Mark Strom: “Kill” them with kindness

Mark Strom
Mark Strom

Photo: https://i.ytimg.com

Expert in leadership Mark Strom visited Armenia recently by the invitation of IDeA Foundation co-founders Ruben Vardanyan and Veronika Zonabend.

Mediamax had a chance to talk with Mark Strom and discuss some of ideas presented in his “Lead with Wisdom” (2014) book.

AI amplified by human intelligence

The world is increasingly structured by artificial intelligence, robotics, machine learning, big data and data analytics.

Photo: Frank Andree

The more the world is shaped by AI, the more we need the AI that is human intelligence amplified and that requires leaders who have imagination and an expansive view of life. Leaders, who are able to help people in a world that is increasingly structured around technology.

Cherish the people you lead

It’s lovely old-fashioned words, but I like old-fashioned words like that. It was my dad who first talked to me that way about what it means to “cherish people”. What he showed me, what I still hold true to is that it’s actually small things. It’s easy to talk about how we value people, the hard part is to do those small things that show that we really do mean it, such as thanking the person who is very low in hierarchy.

Photo: Frank Andree

I might be very high and the other person is very low, but I refuse to see them that way. I will see them as a person of equal dignity and value, and therefore, respond to them in that way, which means the simple gestures of thanks and appreciation. I’m convinced that the most powerful thing to bring change in the world is our acts of kindness.

Traditions differ but dignity is universal

There are always things that are received in one culture very positively, and in another culture they’re not. We’ve got to have sensitivity to that. But as I’ve traveled the world and spoke and worked alongside with many people from quite different cultural backgrounds, there is this common thing that is about recognizing the intrinsic worth and dignity of another person irrespective of what power or position they have. How it’s expressed will vary, but I think to hold that fundamental belief and act on it is universal.

Lead and leadership

I like to talk about the word “lead” more often than “leadership”. If you watch children in a playground at school, they lead and they follow. They change between the two roles, they lead sometimes and they follow other times.

Photo: Frank Andree

The person who leads wisely, no matter what is his position, it is still wise to know when to follow and not just to lead. When it is wise to recognize that somebody else is seeing something better than I’m seeing it, I follow them.

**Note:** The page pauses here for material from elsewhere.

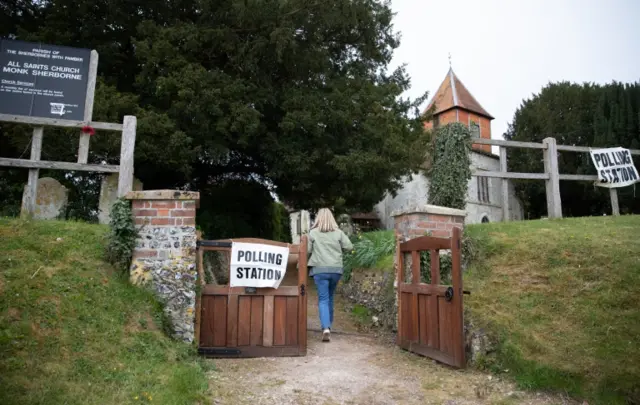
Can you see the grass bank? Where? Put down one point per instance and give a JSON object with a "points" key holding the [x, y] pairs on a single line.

Don’t say anything about people unless you can say it to their face

To go to the bigger picture first, the reason why all my work’s been built around wisdom rather than technique, is that part of it is about helping people recognize the consequences of what they do. On one hand, when someone has a conversation and they go to Facebook, start saying things there, one part is that it just lacks integrity and it’s cowardly to do that.

The other dimension of it is that you’ve just started something that’s going to have enormous consequences, and you don’t realize what you’ve done, that this will escalate, and something that was quite small turns into something huge. If you speak a word, you can’t get it back again.

Facebook means that I say things which I might not have done if I stopped and thought about it. We’ve seen politicians do this at the moment on the world stage. They just shoot off a tweet about something, but if they’ve stopped and said, “What are the consequences of what I’m about to do?” and if they’ve sat with their advisors and said, “Help me think this though,” they would all say, “Don’t do this.”

Photo: Frank Andree

The test is: “Would I actually say this to a person if we were face to face?”. If not, then don’t say it. Just don’t say it.

“Kill them with kindness”
My dad used to say to me, “Big doors swing on little hinges.” If you’re trying to accomplish something big in the world, he would say, “There’ll be a couple of people of good heart, there’ll be a couple of acts of kindness.” I worked in advising in some huge organizations and I’ve seen people trying to make really bold transformation, and I’ve never seen anything as powerful as an act of kindness to change people.

When we talk about people, we want them to have a different mindset, to think differently. I’ve never seen anybody produce that change without an act of kindness. It actually changes people.

When I think of the moments in my life when I changed most, some of those were really tough conversations, hard situations, but there’s always been an element of kindness around them. A person who spoke hard words to me but did it in a way that was caring. There was a person who could just tell me I was an idiot, but they humbled themselves to sit with me and listen to me.

There have been times when I was just young and stupid and did stupid things. I remember I failed my first exam in philosophy in my first graduate studies because I spent all my time writing on the exam telling the professor what a stupid exam it was. It was a foolish thing to do and he called me to his study to explain myself. Rather than tearing into me, which he could have done, he said, “Mark, why did you come here?” He invited me to tell my story and he offered to be my mentor, and he was for three years. That act of kindness is one of the things that changed me.